Data Modeling is System Design.

Data Modeling is a form of system design. When interviewing for a senior and staff level of software engineers roles, there is a larger importance of being able to have experience to design a cohesive system that addresses the business goals, and decompose it into something to be delivered. Similarly, with data engineers you would have the same expectation. It is not required to be senior to data model, anyone one can learn it how to do it, yet senior roles have the expectations of experience in how to data model.


My first SQL Optimization - Aha moment (8 hrs -> 12 min)

At the beginning of my data journey, I had to fix a slow stored procedure calculation that took over 8 hours. It calculated all of the commissions for the company with lots of logic for the various things someone can get credit for. This was before distributed database. The general structure was:

1. a while loop calling a stored procedure for each store, passing the store_id as a variable
2. in that stored procedure, a for loop called another stored procedure for each commission type, passing store and commission ids as variables
3. in that second inner stored procedure, it deleted, inserted, selected data.

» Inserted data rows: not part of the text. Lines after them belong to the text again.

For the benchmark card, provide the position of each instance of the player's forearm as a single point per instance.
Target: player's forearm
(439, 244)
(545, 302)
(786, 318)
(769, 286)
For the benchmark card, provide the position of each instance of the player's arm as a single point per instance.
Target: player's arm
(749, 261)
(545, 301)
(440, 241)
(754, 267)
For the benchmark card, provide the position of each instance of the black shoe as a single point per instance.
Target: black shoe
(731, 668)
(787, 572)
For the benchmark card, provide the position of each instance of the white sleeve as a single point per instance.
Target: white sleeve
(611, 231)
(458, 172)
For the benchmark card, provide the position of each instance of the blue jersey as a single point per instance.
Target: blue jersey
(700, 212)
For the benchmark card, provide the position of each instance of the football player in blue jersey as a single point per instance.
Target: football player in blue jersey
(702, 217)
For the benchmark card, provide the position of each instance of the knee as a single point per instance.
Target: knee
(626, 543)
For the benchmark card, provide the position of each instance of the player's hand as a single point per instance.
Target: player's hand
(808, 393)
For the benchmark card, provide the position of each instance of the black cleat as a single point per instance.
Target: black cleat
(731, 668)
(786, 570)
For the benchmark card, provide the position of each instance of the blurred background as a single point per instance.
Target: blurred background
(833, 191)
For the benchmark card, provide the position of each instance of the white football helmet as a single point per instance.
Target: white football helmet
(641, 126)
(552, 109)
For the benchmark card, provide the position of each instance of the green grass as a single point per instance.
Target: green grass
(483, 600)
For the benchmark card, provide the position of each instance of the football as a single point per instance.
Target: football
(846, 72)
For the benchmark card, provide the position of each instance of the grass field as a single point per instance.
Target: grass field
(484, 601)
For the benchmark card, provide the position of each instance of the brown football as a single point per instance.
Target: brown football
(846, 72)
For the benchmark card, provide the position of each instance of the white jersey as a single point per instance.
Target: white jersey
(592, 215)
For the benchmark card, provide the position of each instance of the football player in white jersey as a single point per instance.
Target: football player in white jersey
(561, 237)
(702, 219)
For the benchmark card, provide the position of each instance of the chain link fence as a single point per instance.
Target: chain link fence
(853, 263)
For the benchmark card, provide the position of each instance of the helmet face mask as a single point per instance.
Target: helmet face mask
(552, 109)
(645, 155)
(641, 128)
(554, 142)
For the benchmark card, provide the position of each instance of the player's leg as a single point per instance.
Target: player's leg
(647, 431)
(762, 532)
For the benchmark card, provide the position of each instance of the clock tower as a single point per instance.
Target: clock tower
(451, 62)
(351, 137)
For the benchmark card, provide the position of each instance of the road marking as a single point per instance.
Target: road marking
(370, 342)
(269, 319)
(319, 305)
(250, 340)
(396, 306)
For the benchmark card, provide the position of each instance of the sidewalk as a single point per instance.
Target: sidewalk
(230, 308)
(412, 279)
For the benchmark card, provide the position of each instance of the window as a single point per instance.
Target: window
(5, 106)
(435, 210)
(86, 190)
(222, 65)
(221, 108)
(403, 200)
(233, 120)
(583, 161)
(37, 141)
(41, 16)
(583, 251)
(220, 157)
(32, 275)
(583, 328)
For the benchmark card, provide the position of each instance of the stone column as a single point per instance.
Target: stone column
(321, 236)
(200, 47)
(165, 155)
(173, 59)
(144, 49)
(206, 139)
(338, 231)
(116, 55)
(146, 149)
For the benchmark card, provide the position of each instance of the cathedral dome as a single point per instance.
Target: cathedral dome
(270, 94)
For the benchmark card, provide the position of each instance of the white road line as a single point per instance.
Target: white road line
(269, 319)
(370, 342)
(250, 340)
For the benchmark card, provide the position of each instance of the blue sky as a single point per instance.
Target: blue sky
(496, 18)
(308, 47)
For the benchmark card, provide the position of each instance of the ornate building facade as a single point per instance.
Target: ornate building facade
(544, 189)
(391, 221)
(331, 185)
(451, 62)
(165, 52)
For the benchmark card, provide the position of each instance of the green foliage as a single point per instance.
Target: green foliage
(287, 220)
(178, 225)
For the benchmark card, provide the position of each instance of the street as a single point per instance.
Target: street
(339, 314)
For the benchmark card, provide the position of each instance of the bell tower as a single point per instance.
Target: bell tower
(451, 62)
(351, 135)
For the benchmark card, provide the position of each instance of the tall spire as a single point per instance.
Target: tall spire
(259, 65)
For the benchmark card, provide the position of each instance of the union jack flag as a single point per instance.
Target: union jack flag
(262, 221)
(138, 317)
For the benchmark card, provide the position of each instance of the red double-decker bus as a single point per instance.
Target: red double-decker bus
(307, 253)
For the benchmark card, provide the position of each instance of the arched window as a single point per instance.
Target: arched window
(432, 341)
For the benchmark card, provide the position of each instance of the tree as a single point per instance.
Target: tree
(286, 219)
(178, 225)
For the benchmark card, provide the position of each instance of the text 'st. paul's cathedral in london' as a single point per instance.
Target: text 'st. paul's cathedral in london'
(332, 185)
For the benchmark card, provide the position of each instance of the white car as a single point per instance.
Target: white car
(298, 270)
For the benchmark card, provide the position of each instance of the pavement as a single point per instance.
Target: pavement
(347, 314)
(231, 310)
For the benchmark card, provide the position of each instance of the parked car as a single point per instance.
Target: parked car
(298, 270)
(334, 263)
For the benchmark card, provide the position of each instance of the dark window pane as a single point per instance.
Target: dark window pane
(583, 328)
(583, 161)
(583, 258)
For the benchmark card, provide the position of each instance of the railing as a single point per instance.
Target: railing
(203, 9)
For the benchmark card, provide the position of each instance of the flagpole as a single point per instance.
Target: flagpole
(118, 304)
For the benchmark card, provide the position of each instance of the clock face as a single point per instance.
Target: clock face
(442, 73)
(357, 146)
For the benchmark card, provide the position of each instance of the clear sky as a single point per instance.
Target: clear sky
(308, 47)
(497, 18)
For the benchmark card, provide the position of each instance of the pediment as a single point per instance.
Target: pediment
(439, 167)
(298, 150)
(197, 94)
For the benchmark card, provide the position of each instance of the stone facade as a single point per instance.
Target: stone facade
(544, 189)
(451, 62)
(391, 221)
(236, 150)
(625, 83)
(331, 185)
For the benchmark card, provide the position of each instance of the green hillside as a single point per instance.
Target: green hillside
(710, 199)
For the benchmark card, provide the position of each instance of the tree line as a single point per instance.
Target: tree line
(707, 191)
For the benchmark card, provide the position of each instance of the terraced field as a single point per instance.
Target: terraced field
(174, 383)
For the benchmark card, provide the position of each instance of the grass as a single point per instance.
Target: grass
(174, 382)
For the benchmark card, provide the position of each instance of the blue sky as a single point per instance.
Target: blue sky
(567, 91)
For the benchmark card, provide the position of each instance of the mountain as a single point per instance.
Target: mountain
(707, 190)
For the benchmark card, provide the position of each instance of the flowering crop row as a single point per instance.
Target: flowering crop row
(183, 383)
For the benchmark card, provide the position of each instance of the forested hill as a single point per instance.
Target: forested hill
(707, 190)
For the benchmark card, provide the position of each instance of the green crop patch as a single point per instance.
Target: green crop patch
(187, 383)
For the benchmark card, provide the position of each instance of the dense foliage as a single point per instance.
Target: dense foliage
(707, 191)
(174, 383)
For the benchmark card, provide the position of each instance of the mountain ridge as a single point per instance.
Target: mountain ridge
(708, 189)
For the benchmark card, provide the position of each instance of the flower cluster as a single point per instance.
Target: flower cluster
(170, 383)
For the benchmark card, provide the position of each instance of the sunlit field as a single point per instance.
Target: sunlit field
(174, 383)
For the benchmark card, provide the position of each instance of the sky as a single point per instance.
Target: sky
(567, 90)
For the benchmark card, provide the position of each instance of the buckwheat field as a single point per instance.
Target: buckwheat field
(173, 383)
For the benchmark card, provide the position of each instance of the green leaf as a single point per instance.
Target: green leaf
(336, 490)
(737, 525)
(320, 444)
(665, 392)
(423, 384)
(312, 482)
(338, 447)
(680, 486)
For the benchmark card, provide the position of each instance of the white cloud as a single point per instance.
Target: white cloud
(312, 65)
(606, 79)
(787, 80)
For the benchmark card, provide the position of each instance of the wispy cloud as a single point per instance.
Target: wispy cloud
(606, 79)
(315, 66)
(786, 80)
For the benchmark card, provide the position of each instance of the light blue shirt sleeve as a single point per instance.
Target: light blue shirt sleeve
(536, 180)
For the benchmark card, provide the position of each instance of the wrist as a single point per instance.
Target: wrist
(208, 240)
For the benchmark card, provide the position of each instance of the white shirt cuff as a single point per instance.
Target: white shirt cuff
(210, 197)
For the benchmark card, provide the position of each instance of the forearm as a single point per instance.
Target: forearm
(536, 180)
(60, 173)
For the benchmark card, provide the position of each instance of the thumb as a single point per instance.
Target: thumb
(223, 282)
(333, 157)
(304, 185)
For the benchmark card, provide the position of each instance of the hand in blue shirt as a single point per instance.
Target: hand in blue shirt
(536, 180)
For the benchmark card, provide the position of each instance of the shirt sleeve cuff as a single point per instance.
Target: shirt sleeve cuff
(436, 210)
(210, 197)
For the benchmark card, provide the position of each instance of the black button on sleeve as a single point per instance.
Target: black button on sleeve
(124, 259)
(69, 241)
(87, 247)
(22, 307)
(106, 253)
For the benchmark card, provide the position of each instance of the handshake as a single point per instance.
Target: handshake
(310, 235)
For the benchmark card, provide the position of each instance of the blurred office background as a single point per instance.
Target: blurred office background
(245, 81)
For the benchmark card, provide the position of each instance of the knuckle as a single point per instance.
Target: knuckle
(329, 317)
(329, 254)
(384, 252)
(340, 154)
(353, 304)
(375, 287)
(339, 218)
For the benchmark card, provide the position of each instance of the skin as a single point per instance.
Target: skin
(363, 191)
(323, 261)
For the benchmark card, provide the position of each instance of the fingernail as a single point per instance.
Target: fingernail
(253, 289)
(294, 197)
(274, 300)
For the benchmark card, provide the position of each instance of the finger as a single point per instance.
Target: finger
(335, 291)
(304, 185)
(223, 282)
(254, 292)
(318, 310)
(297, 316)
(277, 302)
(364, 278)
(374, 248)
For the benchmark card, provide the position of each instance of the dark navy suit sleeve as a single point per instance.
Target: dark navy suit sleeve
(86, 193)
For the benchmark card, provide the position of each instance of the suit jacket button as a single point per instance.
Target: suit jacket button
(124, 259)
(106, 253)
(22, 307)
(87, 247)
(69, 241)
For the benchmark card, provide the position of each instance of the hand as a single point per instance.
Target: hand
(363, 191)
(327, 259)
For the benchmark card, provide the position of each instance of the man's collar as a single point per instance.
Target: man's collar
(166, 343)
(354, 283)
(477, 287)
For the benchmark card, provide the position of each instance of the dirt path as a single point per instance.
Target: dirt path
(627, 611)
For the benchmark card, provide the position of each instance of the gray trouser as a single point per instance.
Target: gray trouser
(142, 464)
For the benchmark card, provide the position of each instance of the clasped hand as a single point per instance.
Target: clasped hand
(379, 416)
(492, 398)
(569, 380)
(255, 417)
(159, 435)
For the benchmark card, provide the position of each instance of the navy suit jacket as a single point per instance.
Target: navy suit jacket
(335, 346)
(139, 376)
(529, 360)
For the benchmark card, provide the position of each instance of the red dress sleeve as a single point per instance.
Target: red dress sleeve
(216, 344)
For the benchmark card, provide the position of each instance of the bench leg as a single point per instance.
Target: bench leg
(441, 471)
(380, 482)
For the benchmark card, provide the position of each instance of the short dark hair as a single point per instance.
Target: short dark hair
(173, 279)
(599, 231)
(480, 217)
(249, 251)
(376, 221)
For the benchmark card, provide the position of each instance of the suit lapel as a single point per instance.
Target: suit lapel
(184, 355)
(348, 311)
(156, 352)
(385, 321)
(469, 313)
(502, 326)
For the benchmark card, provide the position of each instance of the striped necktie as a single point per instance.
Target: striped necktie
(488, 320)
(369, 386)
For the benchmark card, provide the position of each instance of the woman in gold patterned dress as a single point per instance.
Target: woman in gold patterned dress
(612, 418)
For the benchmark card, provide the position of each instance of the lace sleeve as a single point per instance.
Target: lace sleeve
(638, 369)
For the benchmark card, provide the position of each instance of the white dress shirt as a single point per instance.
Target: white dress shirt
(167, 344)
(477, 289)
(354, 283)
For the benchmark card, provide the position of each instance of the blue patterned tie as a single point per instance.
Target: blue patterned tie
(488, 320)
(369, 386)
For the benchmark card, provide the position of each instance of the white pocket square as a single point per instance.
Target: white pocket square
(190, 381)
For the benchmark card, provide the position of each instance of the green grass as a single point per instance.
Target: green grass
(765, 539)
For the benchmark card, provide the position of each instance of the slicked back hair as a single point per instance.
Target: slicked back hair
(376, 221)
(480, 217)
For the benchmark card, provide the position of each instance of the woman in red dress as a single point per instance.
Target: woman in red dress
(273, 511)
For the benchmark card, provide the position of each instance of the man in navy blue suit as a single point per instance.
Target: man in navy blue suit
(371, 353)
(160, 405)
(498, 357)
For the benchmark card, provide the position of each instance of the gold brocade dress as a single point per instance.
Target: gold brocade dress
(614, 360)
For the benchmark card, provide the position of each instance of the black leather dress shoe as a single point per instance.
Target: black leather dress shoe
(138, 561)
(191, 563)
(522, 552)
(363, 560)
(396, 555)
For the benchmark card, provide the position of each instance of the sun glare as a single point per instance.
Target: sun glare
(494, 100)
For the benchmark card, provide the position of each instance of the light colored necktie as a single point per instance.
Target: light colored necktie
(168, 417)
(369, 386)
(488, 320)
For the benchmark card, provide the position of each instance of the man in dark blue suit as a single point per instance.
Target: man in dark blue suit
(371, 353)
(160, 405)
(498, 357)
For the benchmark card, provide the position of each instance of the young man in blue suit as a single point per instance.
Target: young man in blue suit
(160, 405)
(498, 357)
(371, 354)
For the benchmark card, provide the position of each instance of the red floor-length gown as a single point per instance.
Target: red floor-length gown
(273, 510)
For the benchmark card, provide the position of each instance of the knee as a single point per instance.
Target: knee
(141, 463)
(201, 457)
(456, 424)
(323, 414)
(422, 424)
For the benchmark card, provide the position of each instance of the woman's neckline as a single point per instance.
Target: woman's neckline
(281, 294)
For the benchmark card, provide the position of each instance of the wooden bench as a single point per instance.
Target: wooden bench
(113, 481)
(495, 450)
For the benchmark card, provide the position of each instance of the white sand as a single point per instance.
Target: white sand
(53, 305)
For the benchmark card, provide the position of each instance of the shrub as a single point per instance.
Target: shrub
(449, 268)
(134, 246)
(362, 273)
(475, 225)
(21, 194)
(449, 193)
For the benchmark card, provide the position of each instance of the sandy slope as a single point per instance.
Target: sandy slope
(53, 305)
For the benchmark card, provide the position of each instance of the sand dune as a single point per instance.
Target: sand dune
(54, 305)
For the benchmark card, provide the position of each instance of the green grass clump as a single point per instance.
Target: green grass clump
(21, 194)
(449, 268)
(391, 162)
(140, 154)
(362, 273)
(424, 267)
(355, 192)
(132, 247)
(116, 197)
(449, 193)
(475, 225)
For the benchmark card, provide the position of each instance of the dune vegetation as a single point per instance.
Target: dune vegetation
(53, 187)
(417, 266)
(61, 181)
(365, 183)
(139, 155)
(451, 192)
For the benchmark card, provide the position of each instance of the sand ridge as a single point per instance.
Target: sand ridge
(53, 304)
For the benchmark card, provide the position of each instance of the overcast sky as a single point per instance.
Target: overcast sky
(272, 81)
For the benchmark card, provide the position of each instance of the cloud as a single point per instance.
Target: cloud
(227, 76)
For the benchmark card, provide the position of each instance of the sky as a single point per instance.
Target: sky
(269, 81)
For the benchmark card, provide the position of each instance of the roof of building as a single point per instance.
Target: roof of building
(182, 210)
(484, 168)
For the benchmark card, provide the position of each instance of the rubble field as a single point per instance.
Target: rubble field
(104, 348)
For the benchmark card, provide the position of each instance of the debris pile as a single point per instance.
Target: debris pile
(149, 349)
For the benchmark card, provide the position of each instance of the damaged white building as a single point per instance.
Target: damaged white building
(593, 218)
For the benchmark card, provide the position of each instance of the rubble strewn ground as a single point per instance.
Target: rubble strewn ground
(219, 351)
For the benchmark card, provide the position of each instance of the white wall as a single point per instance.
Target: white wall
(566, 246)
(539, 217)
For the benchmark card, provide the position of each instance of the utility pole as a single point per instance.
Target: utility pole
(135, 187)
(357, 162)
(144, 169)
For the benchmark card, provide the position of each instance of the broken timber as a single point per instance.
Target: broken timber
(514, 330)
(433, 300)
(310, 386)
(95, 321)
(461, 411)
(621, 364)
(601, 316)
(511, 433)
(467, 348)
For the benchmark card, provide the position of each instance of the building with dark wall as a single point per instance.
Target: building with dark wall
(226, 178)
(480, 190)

From a software perspective, these stored procedures are equivalent to functions. Functions are abstractions commonly used to modularize code to do something specific and reusable. The time complexity evaluation for this in a system design interview would be an O(n*m). Or in plain English, those SQL statements will run as many times as the number of stores multiplied times the number of commission types. Not only that, it will typically wastefully read all of the same data each time.

The Fix

I removed the loops and replaced the passed parameters with joins on those values. The code was just as modular without without repeating code, while omitting wrapping it in functions (stored procedures). Each stored procedure call has the overhead of starting a new sql statement and ends by closing a transaction. The final result was less code, less modules of places to look for the code, and 12 minute execution time instead of 8 hours.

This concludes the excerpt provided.